I hope that I have clearly spelt out many of the powers that are already available to waste disposal authorities to ensure the safe disposal of controlled waste. However, we believe that there is scope for improvement. The Department has made proposals and has consulted relevant groups with a view to strengthening the law that governs waste management.

In essence, we want the controls to be extended to cover not just the actual disposal of waste, as is the case now, but the whole process from the time that the waste is produced, through its transportation and disposal to the time when a landfill site can finally be certified as being safe.

We propose to introduce a duty of care on producers and holders of waste to take all reasonable steps to ensure the legal and safe disposal of that waste. It will not then be possible for a producer simply to hand over his waste to a contractor and forget about it without first satisfying himself about the contractor's competence. Carriers of controlled waste will have to be registered with a waste disposal authority, with powers for authorities to refuse or revoke registration if the carrier is convicted of a pollution offence. A waste producer, to exercise his duty of care, will need to check that his carrier is licensed. Equally, the carrier will have to check on exactly what he is carrying to avoid committing an offence himself.

We also propose that, when considering applications for disposal licences, authorities will be able to take account of relevant convictions of the applicants in the previous five years, their technical competence and their financial stability.
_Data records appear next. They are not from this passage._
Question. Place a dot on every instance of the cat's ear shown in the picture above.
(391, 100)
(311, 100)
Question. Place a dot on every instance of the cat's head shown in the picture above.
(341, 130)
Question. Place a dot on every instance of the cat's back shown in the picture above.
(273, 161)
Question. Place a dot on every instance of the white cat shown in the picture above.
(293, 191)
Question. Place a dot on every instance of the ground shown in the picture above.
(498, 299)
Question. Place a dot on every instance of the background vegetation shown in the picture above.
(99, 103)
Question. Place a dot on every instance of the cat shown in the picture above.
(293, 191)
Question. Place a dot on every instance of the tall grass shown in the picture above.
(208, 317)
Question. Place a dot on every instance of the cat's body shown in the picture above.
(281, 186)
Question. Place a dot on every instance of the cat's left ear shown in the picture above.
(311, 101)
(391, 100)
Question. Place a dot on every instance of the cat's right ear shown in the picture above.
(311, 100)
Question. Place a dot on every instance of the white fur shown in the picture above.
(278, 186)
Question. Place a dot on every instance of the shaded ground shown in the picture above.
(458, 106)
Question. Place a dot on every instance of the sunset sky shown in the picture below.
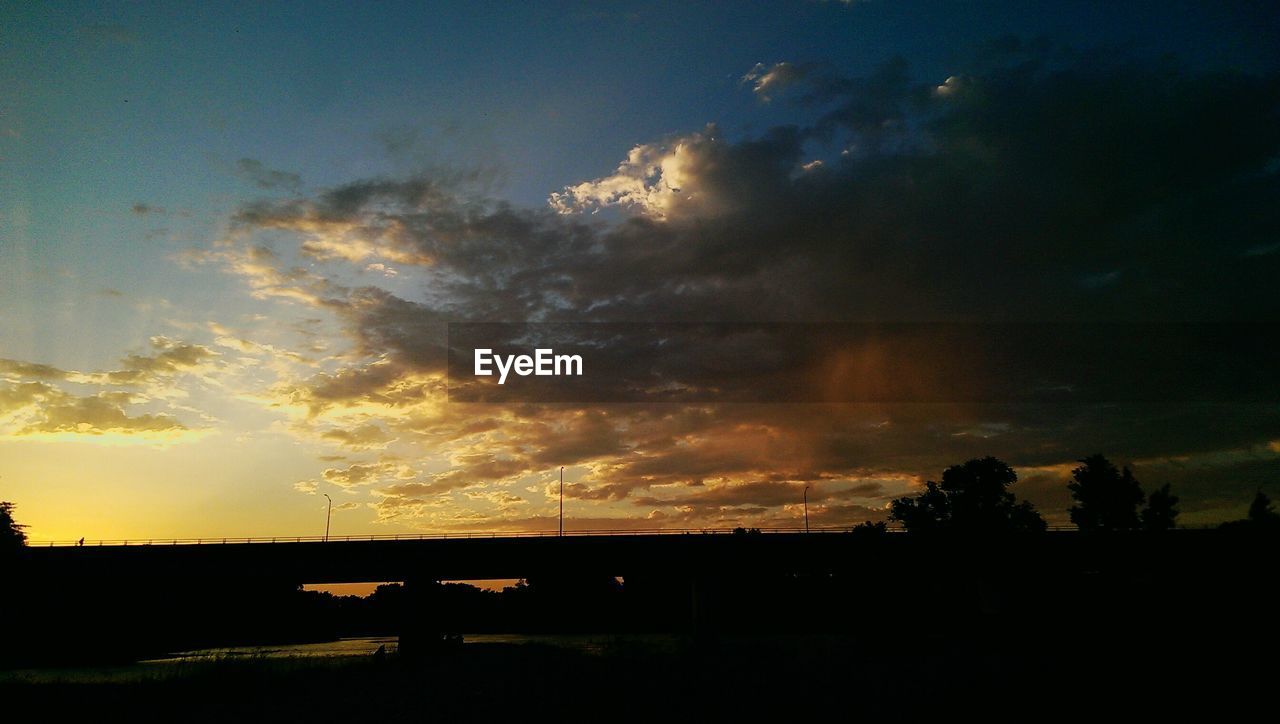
(232, 237)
There will be powers for authorities to impose pollution control conditions to apply to a site after the deposit of waste at that site has ceased. Sites will thus have to be monitored until we can be satisfied that they are safe in the long run.
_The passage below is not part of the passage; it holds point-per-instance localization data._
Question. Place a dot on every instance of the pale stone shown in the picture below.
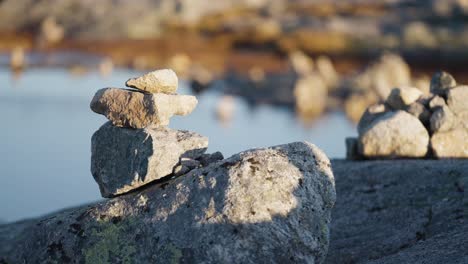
(159, 81)
(124, 159)
(450, 144)
(420, 111)
(441, 82)
(260, 206)
(125, 108)
(394, 134)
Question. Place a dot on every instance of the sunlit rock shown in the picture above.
(124, 159)
(127, 108)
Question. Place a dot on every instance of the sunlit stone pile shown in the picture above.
(136, 147)
(411, 124)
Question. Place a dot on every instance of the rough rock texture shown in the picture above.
(400, 211)
(134, 109)
(402, 97)
(370, 115)
(260, 206)
(394, 134)
(420, 111)
(159, 81)
(441, 82)
(450, 144)
(123, 159)
(442, 120)
(457, 99)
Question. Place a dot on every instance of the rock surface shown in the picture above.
(402, 97)
(441, 82)
(450, 144)
(159, 81)
(394, 134)
(260, 206)
(126, 108)
(124, 159)
(400, 211)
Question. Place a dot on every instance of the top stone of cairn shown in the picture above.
(159, 81)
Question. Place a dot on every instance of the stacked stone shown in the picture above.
(136, 147)
(412, 125)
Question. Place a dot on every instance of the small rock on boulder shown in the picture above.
(159, 81)
(124, 159)
(260, 206)
(441, 82)
(394, 134)
(134, 109)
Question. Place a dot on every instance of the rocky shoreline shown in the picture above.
(399, 211)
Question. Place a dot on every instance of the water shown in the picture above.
(47, 127)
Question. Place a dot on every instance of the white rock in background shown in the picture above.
(394, 134)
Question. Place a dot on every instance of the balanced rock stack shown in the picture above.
(411, 124)
(136, 147)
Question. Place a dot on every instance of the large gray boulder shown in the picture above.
(260, 206)
(400, 211)
(126, 108)
(124, 159)
(394, 134)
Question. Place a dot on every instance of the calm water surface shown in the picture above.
(47, 127)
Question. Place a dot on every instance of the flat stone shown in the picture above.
(441, 82)
(402, 97)
(124, 159)
(450, 144)
(442, 120)
(420, 111)
(260, 206)
(457, 99)
(125, 108)
(393, 135)
(159, 81)
(352, 150)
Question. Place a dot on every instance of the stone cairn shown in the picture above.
(136, 147)
(409, 124)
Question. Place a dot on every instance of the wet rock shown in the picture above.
(126, 108)
(124, 159)
(310, 93)
(436, 102)
(441, 82)
(372, 112)
(450, 144)
(394, 134)
(420, 111)
(457, 99)
(442, 120)
(159, 81)
(240, 210)
(402, 97)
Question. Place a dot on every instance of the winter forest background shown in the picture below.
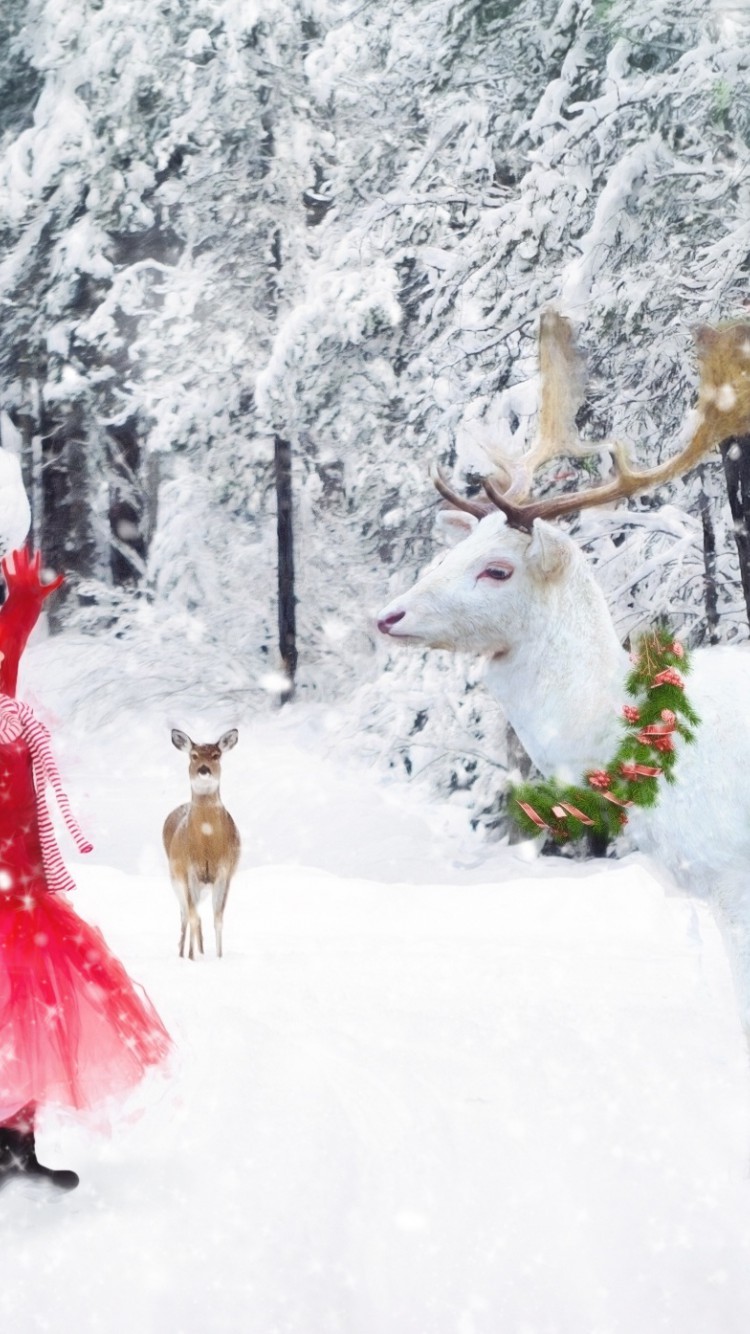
(331, 226)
In addition, we envisage the imposition of charges, both for licences and for carrier registration. That will not only provide resources for authorities but, even more important, will ensure that, through the price mechanism, the polluter really does pay. My hon. Friend has raised a very important constituency case, about which, rightly, both he and his constituents are deeply concerned. Salisbury is a historic town. It is situated in the midst of fine countryside and is surrounded by areas of great natural significance. The local authorities are still considering these matters. The Government are committed to the provision of the highest possible standards and procedures for licensing, for the disposal of waste and for regulating and enforcing licences.
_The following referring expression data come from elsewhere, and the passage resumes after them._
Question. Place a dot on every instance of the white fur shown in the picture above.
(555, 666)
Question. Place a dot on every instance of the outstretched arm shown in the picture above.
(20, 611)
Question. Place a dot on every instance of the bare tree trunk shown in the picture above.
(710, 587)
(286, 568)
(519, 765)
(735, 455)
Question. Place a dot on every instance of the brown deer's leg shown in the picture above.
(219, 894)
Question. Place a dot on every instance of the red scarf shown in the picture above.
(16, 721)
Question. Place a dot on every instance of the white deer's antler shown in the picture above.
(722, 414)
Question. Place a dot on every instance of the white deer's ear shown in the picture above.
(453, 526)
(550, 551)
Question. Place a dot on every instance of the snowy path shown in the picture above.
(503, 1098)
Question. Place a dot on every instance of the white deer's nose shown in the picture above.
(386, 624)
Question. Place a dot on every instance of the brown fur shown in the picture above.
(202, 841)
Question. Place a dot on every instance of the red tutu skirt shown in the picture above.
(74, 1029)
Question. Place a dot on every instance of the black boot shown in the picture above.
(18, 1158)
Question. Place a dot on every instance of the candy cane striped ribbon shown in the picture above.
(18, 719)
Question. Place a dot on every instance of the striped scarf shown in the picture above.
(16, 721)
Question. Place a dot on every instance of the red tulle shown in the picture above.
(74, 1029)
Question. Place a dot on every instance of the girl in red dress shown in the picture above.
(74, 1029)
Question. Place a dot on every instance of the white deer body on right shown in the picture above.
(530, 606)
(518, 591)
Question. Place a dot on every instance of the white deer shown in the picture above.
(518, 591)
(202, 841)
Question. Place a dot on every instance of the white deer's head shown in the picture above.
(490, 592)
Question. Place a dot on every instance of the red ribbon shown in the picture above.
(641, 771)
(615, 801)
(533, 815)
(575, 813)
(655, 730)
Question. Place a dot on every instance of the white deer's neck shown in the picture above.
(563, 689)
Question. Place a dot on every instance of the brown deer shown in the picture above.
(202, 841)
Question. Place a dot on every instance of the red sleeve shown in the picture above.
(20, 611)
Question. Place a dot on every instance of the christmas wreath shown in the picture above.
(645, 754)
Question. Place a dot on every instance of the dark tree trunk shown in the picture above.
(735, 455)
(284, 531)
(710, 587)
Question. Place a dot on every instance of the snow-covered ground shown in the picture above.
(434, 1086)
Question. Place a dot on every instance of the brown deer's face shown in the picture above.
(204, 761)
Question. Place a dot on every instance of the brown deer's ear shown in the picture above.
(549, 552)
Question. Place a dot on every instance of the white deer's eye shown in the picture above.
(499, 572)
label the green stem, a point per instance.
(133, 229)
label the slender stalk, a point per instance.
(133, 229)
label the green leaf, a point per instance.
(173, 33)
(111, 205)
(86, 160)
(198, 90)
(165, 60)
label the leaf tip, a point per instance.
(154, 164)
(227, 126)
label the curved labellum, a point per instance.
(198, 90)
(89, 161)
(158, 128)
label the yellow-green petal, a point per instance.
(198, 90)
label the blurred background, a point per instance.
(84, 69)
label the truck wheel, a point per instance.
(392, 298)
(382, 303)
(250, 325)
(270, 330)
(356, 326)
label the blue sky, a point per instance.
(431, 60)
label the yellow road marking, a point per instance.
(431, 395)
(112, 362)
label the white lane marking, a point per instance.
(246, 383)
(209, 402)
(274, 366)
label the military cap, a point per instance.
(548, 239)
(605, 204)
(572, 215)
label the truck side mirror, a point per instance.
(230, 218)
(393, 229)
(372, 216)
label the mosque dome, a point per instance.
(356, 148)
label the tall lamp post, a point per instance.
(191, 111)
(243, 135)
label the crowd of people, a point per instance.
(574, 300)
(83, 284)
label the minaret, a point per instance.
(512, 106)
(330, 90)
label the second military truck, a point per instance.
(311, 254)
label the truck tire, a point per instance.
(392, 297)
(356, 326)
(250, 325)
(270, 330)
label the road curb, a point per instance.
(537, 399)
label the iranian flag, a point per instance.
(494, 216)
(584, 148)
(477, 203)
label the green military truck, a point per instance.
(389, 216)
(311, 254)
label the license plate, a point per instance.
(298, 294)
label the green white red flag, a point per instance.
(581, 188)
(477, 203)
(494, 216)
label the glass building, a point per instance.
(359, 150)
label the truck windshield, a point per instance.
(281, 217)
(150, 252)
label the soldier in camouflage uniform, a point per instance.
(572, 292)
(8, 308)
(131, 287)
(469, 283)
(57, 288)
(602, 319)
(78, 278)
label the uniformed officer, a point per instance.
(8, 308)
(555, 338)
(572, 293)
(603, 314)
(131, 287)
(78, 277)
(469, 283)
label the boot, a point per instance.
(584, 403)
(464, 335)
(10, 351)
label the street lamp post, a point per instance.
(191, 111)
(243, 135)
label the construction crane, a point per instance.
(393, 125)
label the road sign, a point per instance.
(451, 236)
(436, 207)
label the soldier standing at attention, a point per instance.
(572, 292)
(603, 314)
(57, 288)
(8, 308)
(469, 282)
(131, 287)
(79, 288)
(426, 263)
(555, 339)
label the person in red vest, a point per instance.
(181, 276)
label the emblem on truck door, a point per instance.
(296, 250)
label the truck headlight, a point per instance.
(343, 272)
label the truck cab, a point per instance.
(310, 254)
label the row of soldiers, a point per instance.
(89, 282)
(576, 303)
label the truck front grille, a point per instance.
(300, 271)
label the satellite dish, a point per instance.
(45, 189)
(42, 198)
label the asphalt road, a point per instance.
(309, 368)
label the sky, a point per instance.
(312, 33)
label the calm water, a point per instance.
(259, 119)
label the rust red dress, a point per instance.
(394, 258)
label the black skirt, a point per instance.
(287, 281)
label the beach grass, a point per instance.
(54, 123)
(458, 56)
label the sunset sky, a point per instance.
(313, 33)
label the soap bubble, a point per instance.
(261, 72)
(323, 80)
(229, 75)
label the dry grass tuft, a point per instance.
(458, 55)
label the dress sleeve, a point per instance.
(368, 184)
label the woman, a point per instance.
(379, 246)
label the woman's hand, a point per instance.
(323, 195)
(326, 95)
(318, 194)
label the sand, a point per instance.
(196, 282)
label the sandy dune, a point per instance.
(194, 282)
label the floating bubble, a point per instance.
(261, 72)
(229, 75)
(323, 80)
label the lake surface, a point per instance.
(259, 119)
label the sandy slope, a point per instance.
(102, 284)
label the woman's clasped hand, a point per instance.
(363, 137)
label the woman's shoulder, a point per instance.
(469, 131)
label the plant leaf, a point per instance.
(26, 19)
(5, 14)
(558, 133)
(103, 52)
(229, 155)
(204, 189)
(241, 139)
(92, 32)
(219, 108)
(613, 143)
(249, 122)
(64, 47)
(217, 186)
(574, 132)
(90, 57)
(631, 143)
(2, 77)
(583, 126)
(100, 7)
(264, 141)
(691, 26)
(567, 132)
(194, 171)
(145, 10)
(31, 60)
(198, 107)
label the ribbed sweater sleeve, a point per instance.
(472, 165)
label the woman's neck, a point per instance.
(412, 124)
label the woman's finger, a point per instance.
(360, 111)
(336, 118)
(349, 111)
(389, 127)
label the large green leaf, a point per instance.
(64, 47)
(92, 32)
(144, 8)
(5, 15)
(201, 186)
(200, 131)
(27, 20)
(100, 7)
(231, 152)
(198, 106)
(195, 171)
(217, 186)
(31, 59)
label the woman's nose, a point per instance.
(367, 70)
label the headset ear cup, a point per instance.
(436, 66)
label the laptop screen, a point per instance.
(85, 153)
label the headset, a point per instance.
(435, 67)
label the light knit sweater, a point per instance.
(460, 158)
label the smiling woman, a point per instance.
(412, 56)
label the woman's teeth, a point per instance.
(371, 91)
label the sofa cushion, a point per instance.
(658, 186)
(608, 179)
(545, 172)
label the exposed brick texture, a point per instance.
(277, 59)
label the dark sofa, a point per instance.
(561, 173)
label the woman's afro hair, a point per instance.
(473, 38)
To support the proposals that I have outlined there is a range of other, less dramatic but nevertheless significant changes that we plan to introduce as soon as the legislative programme permits. In total, they add up to a comprehensive overhaul of the system that has generally served us well over the past 10 to 12 years. The package that we are assembling will provide for a coherent system of waste management that will last us well into the 21st century. I shall, of course, bear in mind the example that has caused so much concern to my hon. Friend and his constituents.

Question put and agreed to.

Adjourned accordingly at twenty-one minutes to One o'clock.